Member of the Chamber of Deputies
- Incumbent
- Assumed office 11 March 2022
- Constituency: District 23

Personal details
- Born: 19 December 1977 (age 48) Providencia, Chile
- Party: Republican
- Spouse: Mariana Figueroa^{[citation needed]}
- Children: 3
- Parent(s): Heriberto Schubert María Loreto Rubio
- Alma mater: Diego Portales University (LL.B); Universidad Mayor (M.D.); Temuco Catholic University (PgD);
- Occupation: Politician
- Profession: Lawyer

= Stephan Schubert =

Chilean politician

Stephan Herbert Schubert Rubio (born 19 December 1977) is a Chilean lawyer and politician who serves as deputy of district 23 since 2022.

== Early life and background ==
He was born on 19 December 1977 in Providencia, Chile. He is the son of Heriberto Adalbert Schubert Poseck y María Loreto Rubio Covarrubias. His father was from the Araucania Region and his mother is from Talca, and due to his father's various jobs, Schubert lived in many places during his childhood and teenage years, including Talca, Santiago, San Javier, Arica, and Temuco.

== Education and profesional career ==
He completed his secondary education at the British Royal School in the commune of La Reina in 1996. He is a lawyer and holds a licentiate degree in Legal and Social Sciences from the Diego Portales University. He also holds a Master's degree in Taxation and Business Law from the Universidad Mayor and a diploma in Contemporary Issues in Criminal Law and Criminal Procedure: Oral Litigation and Forensic Medicine from the Temuco Catholic University.
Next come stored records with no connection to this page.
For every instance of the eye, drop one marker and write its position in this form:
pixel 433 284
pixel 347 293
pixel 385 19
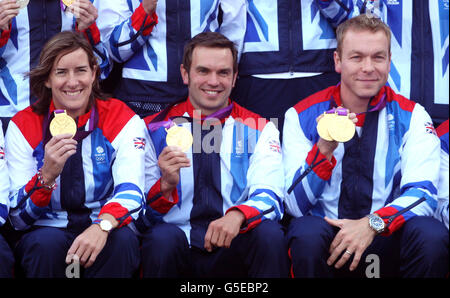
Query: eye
pixel 224 73
pixel 202 70
pixel 60 72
In his professional career, he worked as a lawyer at the law firm Ulloa, Monje & Schubert. He has also served as a lecturer in Public International Law and Oral Litigation at the School of Law of the Universidad Mayor, Temuco campus.

Schubert is a member of two evangelical Christian foundations, Advocates Chile and Destaca. He previously served as vice president of the former and currently serves as director of the latter.

== Political career ==
He ran as an independent candidate for the Constitutional Convention for the 23rd District, without being elected. Following this process, he decided to run for Congress after obtaining the second-highest vote total in that election, with the stated aim of contributing to the construction of a better society.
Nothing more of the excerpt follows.